Cost-effective production of green hydrogen is a major challenge for global adoption of a hydrogen economy. Technologies such as photoelectrochemical (PEC) or photocatalytic (PC) water splitting and photovoltaic + electrolysis (PV+E) allow for sustainable hydrogen production from sunlight and water, but are not yet competitive with fossil fuel-derived hydrogen. Herein, open-source software for techno-economic analysis (pyH2A) along with a Monte Carlo-based methodology for modelling of technological progress are developed. Together, these tools allow for the study of required technological improvement to reach a competitive target cost. They are applied to PEC, PC and PV+E to identify required progress for each and derive actionable research targets.
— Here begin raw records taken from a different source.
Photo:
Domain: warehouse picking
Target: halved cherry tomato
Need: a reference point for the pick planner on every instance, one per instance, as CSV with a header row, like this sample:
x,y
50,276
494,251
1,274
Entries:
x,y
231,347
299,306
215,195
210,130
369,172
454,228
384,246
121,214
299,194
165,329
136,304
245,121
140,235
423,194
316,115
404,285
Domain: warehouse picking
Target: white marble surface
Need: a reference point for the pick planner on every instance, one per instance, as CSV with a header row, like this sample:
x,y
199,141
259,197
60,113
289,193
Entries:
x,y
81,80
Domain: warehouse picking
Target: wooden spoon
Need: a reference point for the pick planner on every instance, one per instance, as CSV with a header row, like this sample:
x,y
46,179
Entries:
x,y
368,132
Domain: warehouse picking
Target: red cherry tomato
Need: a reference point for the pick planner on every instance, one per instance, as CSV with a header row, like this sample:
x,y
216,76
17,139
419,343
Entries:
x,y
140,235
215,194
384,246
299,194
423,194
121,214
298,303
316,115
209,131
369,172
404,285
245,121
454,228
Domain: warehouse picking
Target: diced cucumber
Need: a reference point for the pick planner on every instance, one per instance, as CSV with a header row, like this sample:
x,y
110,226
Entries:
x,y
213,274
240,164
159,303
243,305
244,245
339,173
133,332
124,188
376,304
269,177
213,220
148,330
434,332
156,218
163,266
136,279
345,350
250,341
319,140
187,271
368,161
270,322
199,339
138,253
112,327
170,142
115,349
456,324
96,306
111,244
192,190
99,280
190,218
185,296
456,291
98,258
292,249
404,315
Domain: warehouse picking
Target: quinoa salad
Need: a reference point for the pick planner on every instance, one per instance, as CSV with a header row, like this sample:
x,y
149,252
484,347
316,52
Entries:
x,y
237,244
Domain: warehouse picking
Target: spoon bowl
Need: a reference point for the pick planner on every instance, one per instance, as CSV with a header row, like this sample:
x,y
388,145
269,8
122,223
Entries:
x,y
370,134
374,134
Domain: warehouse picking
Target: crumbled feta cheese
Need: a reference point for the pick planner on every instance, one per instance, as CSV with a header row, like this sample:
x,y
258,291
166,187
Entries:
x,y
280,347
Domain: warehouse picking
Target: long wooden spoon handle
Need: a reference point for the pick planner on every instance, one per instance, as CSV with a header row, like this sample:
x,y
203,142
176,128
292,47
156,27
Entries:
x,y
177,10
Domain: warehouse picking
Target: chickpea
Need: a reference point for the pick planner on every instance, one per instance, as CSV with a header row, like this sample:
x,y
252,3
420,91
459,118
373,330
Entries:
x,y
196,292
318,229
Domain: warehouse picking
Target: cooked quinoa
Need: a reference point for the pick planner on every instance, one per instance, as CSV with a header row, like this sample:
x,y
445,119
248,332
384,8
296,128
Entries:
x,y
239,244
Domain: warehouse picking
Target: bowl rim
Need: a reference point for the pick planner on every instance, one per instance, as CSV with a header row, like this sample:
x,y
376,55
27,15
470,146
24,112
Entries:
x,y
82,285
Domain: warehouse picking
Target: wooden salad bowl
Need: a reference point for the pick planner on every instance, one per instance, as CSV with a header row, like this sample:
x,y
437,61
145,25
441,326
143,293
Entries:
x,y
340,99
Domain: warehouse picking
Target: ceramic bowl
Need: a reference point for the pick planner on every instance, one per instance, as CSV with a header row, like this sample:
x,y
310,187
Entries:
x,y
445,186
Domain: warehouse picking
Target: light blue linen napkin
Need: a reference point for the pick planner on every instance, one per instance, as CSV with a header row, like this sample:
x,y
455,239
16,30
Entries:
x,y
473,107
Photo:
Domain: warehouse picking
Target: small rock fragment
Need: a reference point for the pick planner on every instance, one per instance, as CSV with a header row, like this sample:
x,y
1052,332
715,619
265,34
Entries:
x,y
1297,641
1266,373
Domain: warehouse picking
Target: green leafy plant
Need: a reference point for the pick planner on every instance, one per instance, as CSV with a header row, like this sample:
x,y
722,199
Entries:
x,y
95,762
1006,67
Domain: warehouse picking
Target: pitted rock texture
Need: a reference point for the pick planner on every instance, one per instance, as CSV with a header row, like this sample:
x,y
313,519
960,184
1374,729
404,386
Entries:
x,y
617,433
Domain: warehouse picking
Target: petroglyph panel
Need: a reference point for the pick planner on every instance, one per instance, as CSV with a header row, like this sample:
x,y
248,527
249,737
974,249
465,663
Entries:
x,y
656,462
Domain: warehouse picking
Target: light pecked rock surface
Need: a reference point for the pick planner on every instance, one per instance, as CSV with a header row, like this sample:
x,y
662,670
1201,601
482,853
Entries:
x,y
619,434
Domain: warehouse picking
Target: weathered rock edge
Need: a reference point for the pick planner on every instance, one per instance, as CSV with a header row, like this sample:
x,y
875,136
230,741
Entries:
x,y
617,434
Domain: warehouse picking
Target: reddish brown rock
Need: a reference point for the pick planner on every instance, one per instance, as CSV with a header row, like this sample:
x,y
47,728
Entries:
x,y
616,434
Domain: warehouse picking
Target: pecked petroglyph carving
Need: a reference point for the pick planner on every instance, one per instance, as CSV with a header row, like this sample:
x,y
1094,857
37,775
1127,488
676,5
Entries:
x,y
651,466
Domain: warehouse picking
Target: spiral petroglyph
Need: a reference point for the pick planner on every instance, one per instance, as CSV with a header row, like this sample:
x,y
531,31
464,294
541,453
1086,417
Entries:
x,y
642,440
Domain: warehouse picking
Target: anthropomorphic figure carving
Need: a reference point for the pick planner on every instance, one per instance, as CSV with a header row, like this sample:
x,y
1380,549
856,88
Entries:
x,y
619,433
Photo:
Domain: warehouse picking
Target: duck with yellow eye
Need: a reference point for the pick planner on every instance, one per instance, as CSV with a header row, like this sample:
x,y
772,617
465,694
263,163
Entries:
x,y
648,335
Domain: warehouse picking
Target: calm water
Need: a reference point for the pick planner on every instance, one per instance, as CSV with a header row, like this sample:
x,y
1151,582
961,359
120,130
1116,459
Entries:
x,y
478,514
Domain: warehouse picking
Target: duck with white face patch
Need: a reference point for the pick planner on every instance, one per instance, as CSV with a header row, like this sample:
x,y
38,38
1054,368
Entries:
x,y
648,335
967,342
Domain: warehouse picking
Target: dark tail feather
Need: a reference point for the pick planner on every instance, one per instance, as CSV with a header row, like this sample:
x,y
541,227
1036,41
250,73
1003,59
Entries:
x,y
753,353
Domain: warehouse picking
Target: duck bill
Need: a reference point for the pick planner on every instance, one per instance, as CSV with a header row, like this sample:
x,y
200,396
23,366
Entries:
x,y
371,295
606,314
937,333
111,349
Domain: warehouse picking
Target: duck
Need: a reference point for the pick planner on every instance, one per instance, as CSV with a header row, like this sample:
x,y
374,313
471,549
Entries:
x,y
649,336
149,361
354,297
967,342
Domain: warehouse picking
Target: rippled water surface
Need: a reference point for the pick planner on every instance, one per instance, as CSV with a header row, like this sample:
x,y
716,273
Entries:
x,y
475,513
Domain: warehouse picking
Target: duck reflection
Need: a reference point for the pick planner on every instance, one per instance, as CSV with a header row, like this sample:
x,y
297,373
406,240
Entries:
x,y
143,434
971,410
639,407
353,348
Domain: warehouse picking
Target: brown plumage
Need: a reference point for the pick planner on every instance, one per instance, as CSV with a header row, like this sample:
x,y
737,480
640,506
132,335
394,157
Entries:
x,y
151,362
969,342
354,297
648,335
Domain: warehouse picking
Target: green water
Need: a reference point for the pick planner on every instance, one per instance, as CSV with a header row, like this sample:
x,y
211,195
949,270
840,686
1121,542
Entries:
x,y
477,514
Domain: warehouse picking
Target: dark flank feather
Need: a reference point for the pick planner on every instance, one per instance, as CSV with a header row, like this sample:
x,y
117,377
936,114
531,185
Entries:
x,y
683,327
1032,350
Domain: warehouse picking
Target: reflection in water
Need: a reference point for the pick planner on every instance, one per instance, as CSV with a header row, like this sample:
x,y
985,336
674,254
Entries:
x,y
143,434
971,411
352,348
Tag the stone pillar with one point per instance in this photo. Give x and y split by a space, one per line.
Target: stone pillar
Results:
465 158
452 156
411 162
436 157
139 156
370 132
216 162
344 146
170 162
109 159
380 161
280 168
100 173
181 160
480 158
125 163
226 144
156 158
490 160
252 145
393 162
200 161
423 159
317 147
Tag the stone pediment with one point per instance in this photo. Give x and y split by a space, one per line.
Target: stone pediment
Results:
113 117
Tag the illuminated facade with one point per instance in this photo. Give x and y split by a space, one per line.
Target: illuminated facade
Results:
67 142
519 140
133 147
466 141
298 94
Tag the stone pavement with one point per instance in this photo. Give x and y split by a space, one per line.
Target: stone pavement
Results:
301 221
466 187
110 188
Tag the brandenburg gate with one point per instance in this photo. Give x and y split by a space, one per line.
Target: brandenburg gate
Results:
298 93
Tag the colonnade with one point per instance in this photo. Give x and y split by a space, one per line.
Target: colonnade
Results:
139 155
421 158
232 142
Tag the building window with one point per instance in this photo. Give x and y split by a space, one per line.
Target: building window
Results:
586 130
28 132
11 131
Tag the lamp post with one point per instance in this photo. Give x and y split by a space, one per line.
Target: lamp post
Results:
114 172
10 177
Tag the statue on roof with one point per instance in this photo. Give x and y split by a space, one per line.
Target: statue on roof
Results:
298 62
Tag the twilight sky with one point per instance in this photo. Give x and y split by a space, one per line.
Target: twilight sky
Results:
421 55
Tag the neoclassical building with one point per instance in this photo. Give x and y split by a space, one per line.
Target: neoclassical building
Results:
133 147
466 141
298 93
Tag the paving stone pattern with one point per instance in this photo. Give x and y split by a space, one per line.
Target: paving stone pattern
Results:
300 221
For PEC, it is found that cell lifetime improvements (> 2 years) and operation under high solar concentration (> 50-fold) are crucial, necessitating systems with high space-time yields. In case of PC, solar-to-hydrogen efficiency has to reach at least 6% and lowering catalyst concentration (< 0.2 g/L) by improving absorption properties is identified as a promising path to low-cost hydrogen. PV+E requires ca. 2 or 3-fold capital cost reductions for photovoltaic and electrolyzer components. We hope that these insights can inform materials research efforts to improve these technologies in the most impactful ways.